Dams and Landslides

Three Gorges: Privatizing the profits, socializing the costs

(June 3, 2010) A recent restructuring by China’s Yangtze Power Co., the Shanghai-listed subsidiary of the Three Gorges Project Development Corporation, will see the company acquire full ownership of the only profitable part of the controversial dam—the generators—while assuming little-to-none of the environmental and social costs.

These costs will continue to be paid out of ratepayers’ pockets: since 1992 electricity consumers in the country have been charged a special fee that went into the Three Gorges Project Construction Fund. With construction of the dam now complete, that fund was recently renamed “the State Key Water Project Construction Fund.” Ratepayers will continue to pay the special charge of  0.007 RMB per kilowatt-hour, but now to “deal with problems in the period following the completion of the Three Gorges project.”

By the end of 2006, about 72.743 billion yuan ($10.6-billion) had been paid into the Three Gorges Construction Fund—but few people know how that money has been spent. Government officials have stonewalled attempts to make the dam’s finances public.

And according to recent reports, the environmental and social costs will continue to grow—with another 300,000 citizens to be relocated and more than $7-billion needed to deal with reoccurring landslides. Another report says a backlog of problems created by the construction of the dam will add nearly $25-billion to the project`s final price tag.

Yangtze Power’s profits will also grow, as the recent restructuring means they’ll own all 26 of the original turbines—plus another six that have been added in a recent expansion. The total generating capacity of the dam will be 22,200 MW. The company now expects its net profit to increase to $922-million in 2009, up from $575-million last year.

As part of the deal, Yangtze Power’s parent company will receive 1.55 billion shares—taking its total stake in Yangtze Power to 69.5 percent. Other state companies, including Huaneng Power, China National Nuclear Corporation and China National Petroleum, also hold major stakes in the company.

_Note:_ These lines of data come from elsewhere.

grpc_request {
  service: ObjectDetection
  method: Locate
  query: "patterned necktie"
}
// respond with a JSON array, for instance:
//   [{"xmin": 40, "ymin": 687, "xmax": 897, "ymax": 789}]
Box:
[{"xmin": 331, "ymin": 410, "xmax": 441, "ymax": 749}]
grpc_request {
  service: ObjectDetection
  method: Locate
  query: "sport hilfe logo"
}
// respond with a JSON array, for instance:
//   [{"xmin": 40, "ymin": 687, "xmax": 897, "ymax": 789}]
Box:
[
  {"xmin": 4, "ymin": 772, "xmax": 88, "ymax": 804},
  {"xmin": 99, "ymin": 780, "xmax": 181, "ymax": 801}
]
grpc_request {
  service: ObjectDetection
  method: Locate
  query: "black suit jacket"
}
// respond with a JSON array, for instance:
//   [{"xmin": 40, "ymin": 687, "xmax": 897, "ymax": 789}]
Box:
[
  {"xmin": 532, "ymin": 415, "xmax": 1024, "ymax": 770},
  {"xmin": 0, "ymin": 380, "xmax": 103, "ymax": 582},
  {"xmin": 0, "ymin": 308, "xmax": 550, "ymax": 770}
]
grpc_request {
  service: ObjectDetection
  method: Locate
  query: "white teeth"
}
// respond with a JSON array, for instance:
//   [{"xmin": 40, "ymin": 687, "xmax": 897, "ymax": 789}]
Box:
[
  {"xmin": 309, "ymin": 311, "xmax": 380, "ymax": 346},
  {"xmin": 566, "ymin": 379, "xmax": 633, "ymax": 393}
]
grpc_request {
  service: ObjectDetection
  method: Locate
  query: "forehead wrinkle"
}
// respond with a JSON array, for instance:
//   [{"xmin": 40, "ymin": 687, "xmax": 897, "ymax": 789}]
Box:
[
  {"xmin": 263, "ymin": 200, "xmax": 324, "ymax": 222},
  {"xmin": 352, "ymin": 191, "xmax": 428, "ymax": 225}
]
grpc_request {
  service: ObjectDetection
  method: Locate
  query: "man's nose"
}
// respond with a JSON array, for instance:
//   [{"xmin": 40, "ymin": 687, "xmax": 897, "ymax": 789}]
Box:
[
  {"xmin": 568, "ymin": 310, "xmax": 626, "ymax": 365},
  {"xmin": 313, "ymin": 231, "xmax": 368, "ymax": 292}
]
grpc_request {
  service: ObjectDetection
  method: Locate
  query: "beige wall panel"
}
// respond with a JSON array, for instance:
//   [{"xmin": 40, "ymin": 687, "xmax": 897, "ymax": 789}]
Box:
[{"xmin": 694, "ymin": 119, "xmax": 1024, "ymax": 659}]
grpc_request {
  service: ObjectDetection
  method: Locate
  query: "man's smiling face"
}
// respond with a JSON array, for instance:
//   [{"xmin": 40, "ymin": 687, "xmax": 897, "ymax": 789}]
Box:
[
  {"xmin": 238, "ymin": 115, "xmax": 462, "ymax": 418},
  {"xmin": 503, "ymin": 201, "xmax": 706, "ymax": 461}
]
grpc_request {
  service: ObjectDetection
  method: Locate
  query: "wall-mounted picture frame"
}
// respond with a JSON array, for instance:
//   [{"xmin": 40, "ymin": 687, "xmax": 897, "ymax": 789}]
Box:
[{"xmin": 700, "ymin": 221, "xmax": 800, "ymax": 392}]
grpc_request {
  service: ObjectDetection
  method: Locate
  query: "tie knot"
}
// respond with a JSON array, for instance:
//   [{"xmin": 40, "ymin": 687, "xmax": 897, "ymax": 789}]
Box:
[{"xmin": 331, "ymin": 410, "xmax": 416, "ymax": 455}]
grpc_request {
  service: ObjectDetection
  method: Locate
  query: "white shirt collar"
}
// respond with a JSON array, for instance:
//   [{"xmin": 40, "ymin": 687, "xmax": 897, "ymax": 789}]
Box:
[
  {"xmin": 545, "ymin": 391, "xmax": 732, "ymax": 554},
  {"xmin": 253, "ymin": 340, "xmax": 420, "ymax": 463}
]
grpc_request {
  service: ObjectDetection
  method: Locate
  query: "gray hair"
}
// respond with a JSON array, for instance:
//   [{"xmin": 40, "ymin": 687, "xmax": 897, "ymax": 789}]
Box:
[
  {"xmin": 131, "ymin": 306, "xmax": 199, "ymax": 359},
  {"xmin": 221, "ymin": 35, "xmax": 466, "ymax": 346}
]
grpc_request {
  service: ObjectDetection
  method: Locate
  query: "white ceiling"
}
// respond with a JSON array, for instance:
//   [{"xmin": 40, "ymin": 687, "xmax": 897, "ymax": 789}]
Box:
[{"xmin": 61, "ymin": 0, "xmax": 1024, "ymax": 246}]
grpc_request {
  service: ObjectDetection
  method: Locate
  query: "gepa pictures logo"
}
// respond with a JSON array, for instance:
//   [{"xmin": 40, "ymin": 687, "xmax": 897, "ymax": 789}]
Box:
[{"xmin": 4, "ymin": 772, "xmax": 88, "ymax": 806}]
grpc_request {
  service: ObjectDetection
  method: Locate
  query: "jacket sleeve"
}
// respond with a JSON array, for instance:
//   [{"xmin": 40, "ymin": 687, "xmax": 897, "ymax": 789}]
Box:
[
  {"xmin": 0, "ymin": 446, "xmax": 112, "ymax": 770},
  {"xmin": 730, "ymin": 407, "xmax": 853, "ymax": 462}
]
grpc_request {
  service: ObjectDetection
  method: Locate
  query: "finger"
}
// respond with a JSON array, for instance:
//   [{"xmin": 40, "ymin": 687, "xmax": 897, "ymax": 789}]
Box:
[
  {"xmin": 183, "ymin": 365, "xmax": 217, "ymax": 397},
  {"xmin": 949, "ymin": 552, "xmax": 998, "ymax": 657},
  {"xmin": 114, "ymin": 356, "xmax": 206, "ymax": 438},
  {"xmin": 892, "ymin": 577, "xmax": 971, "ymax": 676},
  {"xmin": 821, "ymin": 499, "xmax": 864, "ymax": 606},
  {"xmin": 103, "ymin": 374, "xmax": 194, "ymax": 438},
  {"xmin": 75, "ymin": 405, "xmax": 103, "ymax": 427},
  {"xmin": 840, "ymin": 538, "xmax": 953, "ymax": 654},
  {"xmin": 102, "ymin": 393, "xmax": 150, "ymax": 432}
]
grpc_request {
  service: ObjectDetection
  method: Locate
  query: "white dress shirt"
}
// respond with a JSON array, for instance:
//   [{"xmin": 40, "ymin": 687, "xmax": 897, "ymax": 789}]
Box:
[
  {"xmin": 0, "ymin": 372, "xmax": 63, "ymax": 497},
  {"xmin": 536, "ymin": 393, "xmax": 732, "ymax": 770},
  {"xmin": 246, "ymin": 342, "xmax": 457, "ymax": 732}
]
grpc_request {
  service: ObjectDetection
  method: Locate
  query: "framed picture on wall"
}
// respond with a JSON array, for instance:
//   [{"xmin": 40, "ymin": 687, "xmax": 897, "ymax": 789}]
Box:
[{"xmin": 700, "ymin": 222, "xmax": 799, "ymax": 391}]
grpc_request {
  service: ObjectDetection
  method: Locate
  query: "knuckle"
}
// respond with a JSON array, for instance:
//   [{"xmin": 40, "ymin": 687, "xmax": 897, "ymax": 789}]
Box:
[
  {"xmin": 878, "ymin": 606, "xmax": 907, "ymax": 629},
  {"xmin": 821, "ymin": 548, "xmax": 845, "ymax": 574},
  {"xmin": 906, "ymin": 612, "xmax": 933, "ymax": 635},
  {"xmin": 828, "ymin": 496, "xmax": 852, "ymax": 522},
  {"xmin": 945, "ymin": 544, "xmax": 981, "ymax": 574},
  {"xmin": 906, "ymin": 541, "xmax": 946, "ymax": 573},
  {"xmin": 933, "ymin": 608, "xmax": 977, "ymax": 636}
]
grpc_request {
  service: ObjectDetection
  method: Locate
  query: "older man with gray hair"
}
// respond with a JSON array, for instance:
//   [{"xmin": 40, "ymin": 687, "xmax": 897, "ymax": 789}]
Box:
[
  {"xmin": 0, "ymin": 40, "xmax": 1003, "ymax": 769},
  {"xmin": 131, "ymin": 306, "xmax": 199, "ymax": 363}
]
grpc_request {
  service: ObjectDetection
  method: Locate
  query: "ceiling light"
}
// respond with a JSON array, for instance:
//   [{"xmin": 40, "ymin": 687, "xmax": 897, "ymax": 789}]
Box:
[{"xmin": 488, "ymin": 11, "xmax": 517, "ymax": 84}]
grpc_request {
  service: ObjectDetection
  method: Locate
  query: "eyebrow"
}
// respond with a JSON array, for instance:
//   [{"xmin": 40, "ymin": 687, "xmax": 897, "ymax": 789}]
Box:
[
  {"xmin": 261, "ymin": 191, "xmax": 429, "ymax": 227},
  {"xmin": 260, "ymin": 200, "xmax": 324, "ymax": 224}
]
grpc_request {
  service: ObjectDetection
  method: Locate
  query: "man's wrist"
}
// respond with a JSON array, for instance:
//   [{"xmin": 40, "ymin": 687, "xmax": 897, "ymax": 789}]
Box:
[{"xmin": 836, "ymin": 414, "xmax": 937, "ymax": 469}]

The result of the deal will be privatization Chinese-style—where the profits are privatized while the costs are socialized.

The turbine sell-off is also expected to intensify conflicts over dam opeation, with the owners having an incentive to increase the reservoir level to its maximum 175 metres, despite warnings that the higher reservoir level could lead to an environmental catastrophe. Dozens of senior engineers and academics have petitioned the authorities not to raise the reservoir beyond 156 metres.